Étymologiquement, «vivrier» signifie : «qui nourrit», c’est-à-dire qu’une agriculture vivrière n’est pas forcément tournée vers l’auto-consommation, comme le laisserait supposer des acceptions modernes, wikipédia par exemple.

Néanmoins, nous défendons l’idée que cette agriculture soit destinée à une consommation dans un cadre spatial limité.

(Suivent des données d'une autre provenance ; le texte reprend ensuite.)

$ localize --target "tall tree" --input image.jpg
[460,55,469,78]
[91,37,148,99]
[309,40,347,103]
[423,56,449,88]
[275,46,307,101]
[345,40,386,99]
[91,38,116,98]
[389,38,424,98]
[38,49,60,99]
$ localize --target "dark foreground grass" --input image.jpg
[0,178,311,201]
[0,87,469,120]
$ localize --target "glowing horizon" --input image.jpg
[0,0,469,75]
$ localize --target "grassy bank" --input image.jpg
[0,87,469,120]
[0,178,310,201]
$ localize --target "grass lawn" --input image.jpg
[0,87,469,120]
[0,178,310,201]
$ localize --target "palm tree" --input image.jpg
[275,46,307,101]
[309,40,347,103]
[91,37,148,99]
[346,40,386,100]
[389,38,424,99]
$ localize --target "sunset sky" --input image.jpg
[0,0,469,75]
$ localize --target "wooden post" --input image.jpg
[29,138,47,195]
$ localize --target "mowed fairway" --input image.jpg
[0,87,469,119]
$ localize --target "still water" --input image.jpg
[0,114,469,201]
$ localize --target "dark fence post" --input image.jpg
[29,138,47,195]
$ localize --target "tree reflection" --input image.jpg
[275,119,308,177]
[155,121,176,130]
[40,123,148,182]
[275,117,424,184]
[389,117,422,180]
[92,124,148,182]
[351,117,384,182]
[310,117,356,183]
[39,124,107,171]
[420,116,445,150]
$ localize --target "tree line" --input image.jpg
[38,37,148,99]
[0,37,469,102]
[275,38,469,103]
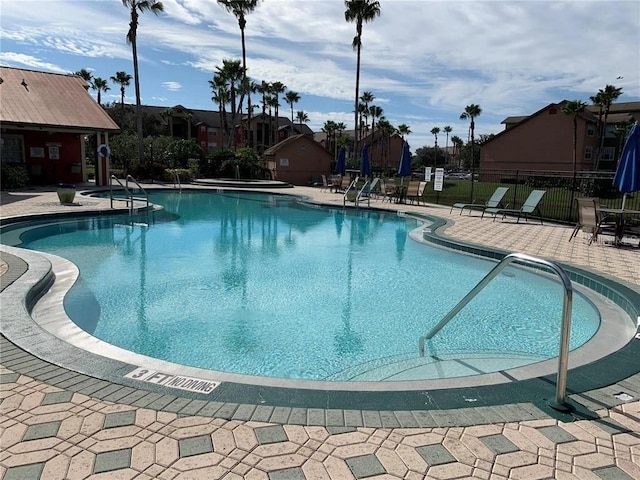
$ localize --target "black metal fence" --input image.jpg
[423,170,640,223]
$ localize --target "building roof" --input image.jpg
[264,134,331,156]
[0,66,120,133]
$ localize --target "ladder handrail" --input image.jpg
[173,168,182,193]
[109,175,149,214]
[418,253,573,409]
[126,175,149,210]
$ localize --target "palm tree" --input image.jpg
[296,110,309,126]
[369,105,384,135]
[284,90,300,124]
[398,123,411,141]
[74,68,93,90]
[595,85,622,170]
[562,100,587,218]
[91,77,111,105]
[344,0,380,161]
[258,80,271,146]
[216,59,245,148]
[442,125,453,164]
[271,82,287,143]
[451,135,464,168]
[110,72,131,110]
[460,103,482,202]
[209,74,230,145]
[122,0,164,167]
[218,0,258,146]
[431,127,440,168]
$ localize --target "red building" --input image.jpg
[0,67,120,184]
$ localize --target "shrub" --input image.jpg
[1,164,29,190]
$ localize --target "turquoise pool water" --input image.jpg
[8,191,600,380]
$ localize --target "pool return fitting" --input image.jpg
[418,253,573,411]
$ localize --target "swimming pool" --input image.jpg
[5,192,599,381]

Entre ville et campagne, subsistent des espaces non-urbanisés, en friche ou en culture. Ceux-ci sont marginalisés et reconnus dans nos paysages, tant par le citadin que par l’agriculteur, comme des « résidus d’interstice ». Nous appelons à réhabiliter, à protéger et à développer ces interstices afin de se nourrir, plutôt que de les livrer à un étalement urbain infini. Le maximum de terres doivent être, dès à présent, préservées.

La variété et la qualité des produits agricoles vivriers peuvent représenter une aménité exceptionnelle pour des citadins que les multinationales de l’agro-alimentaire aimeraient voir condamnés à se nourrir de manière industrielle.

C’est aussi l’occasion de développer des espaces, où chacun, en ville, ou à la périphérie des villes de sortir sa pelle et son râteau, afin de s’intégrer à la vie locale et de découvrir l’agriculture.